Eclats de rires dans la salle. Impossible de se retenir désormais.



-         -     Enfin, pas le chef, l'arbitre.

-         -    En tout cas pas celui des élégances! lance Laurent hilare.

Re-éclats de rires



-       -  Oui chef! Reprend Najat avec l'air outré en réaction à la sortie insolente de Laurent. (Elle, au moins, est assurée d'être reconduite dans un futur gouvernement). Mais sur le fond je dis quoi?

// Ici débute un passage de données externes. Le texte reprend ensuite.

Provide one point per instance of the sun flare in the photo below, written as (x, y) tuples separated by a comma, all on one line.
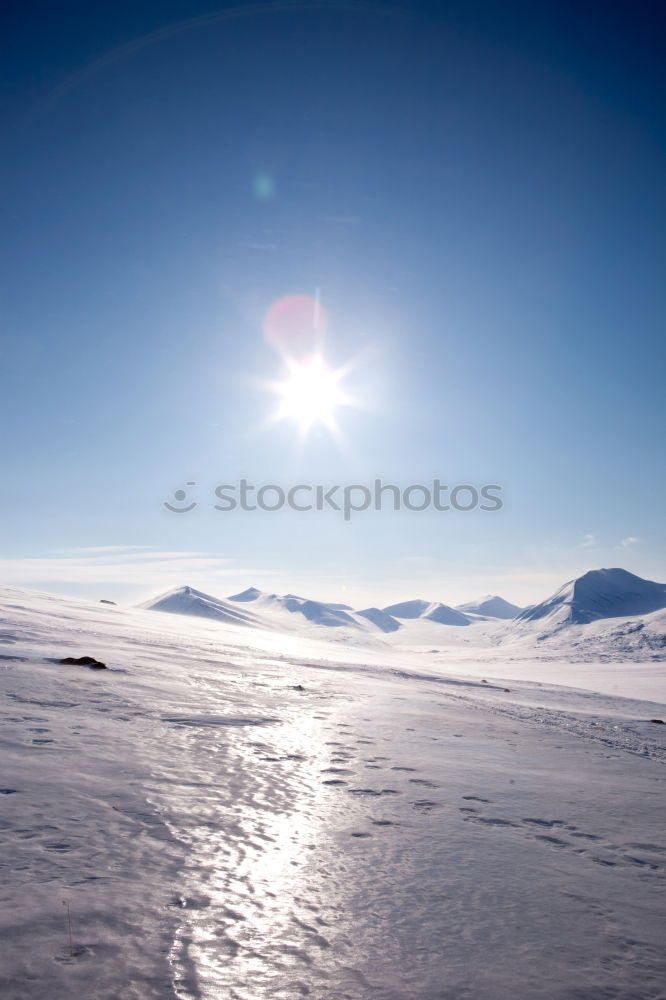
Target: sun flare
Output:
[(310, 394)]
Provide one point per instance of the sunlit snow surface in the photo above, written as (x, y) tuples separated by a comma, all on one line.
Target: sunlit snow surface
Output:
[(397, 829)]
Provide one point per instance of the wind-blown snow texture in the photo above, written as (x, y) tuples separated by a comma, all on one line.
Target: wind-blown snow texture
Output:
[(252, 813)]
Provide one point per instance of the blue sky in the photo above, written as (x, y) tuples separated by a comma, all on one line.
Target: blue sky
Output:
[(477, 193)]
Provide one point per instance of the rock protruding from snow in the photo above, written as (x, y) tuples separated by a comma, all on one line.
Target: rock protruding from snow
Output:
[(432, 611), (491, 606), (601, 593), (188, 601)]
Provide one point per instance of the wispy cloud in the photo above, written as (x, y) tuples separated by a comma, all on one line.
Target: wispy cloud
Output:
[(129, 568)]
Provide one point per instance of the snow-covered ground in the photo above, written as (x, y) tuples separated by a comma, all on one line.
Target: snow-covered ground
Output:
[(250, 813)]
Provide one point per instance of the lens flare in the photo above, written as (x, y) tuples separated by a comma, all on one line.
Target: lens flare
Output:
[(295, 326), (310, 394)]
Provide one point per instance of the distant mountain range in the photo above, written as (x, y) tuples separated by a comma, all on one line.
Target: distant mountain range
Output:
[(595, 596)]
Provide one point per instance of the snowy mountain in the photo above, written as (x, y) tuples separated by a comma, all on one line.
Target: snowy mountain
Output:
[(601, 593), (317, 612), (491, 606), (188, 601), (431, 611), (383, 621)]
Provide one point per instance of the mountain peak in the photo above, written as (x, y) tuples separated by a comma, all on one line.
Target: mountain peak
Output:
[(599, 593)]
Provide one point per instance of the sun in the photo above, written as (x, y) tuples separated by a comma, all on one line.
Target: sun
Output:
[(310, 394)]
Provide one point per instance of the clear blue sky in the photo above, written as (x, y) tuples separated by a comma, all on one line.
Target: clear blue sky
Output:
[(477, 189)]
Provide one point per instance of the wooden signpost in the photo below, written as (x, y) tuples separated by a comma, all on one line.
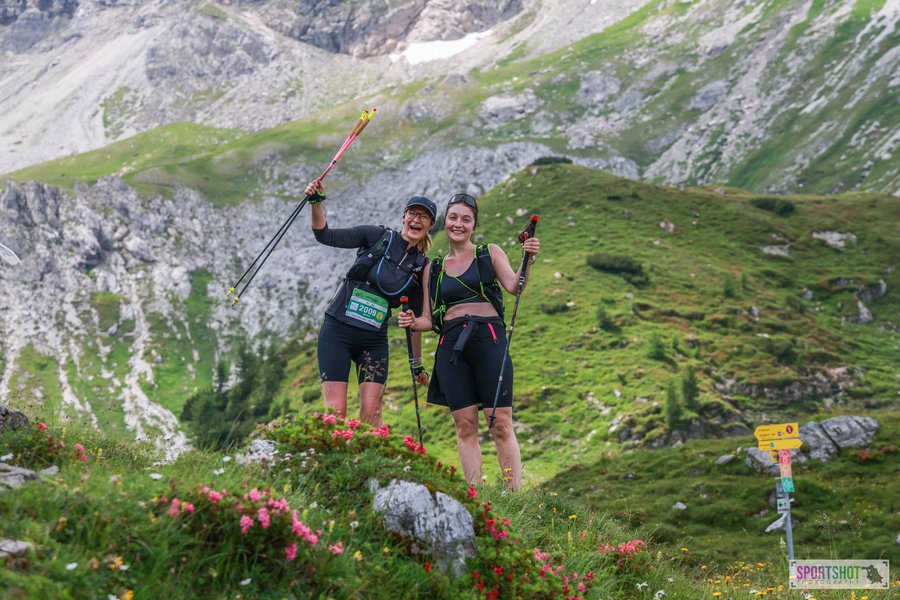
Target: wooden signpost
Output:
[(779, 440)]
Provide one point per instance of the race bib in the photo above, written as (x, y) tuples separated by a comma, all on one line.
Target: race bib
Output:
[(366, 307)]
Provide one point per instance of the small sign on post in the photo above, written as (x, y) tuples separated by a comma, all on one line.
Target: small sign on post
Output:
[(778, 440)]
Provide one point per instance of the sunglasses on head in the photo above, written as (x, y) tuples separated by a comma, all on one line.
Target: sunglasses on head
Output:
[(464, 199)]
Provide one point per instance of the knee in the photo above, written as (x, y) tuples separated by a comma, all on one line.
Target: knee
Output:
[(467, 430), (502, 430)]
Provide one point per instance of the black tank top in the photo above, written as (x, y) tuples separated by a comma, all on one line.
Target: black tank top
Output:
[(464, 289)]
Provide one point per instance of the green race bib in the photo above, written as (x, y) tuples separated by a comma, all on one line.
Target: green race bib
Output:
[(366, 307)]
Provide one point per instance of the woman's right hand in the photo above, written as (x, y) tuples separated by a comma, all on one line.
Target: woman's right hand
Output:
[(406, 318), (314, 187)]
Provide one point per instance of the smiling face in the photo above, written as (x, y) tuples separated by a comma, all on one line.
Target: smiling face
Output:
[(417, 223), (460, 222)]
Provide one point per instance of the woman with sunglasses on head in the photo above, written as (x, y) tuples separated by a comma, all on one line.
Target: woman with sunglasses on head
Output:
[(463, 291), (389, 265)]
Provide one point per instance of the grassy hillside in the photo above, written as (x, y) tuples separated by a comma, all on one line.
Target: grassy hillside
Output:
[(593, 350), (114, 523)]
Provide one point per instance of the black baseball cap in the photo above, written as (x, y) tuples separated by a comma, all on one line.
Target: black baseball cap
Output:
[(425, 203)]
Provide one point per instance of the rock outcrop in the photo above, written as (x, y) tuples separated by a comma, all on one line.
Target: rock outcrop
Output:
[(821, 441), (436, 524)]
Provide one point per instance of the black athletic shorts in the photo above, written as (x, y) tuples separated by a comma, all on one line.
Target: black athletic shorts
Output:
[(467, 364), (341, 343)]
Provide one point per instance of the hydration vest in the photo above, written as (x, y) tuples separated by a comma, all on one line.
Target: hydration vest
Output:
[(489, 291), (370, 268)]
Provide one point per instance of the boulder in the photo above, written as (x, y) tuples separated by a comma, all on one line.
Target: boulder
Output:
[(14, 549), (12, 419), (821, 441), (12, 477), (436, 523)]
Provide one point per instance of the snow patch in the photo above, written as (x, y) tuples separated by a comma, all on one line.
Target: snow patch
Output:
[(419, 52)]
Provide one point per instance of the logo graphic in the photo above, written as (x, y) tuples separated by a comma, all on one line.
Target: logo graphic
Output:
[(840, 574)]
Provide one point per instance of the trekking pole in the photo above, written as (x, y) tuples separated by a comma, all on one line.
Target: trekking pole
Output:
[(528, 233), (404, 302), (270, 246)]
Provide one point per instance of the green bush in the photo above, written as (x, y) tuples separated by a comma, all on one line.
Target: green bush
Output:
[(656, 348), (779, 206), (553, 308), (551, 160), (630, 269), (604, 320)]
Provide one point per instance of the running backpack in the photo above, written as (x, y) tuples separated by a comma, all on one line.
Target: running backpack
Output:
[(489, 291), (367, 268)]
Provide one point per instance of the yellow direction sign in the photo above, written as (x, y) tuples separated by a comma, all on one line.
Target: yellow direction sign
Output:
[(781, 444), (765, 433)]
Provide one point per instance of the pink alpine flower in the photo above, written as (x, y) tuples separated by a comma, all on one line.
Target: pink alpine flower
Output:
[(337, 548), (246, 524), (264, 519), (291, 552)]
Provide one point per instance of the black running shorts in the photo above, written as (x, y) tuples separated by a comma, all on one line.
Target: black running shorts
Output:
[(340, 343), (467, 365)]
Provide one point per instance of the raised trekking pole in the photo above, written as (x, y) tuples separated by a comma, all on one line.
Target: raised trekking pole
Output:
[(264, 254), (528, 233), (404, 303)]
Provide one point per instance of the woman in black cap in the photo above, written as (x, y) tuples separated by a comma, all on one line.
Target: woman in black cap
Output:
[(463, 291), (389, 264)]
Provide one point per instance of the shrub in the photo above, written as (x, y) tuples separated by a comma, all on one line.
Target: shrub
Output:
[(630, 269), (690, 390), (551, 160), (673, 406), (656, 348), (556, 307), (779, 206), (604, 320), (728, 286)]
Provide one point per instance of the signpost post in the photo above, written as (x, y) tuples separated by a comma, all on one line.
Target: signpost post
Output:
[(778, 440)]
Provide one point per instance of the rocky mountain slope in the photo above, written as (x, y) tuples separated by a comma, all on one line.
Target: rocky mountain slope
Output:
[(127, 249)]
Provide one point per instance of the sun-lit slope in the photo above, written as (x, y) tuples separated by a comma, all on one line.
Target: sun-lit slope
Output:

-     -    Ben rien! Enfin si quand même. Tu leur dis comme Jean-Marc. Que les Roms peuvent être intégrés s'ils respectent la loi.

-      -   Donc que les Roms ont vocation à être intégrés s'ils veulent bien être intégrés. Quant aux autres on les désintègre!  complète Laurent le Magnifique bien en verve ce matin, en se tordant de rire, rejoint bientôt pas tous ses camarades dans cette attitude.



Non finalement les choses n'ont pas changé et chacun peut terminer ce conseil  sereinement, en pensant à toutes ces choses agréables qui accompagnent un sacerdoce ministériel.

Quant à Bernard, il se réjouit car tout le monde a perdu son pari. On finira par la combler cette dette!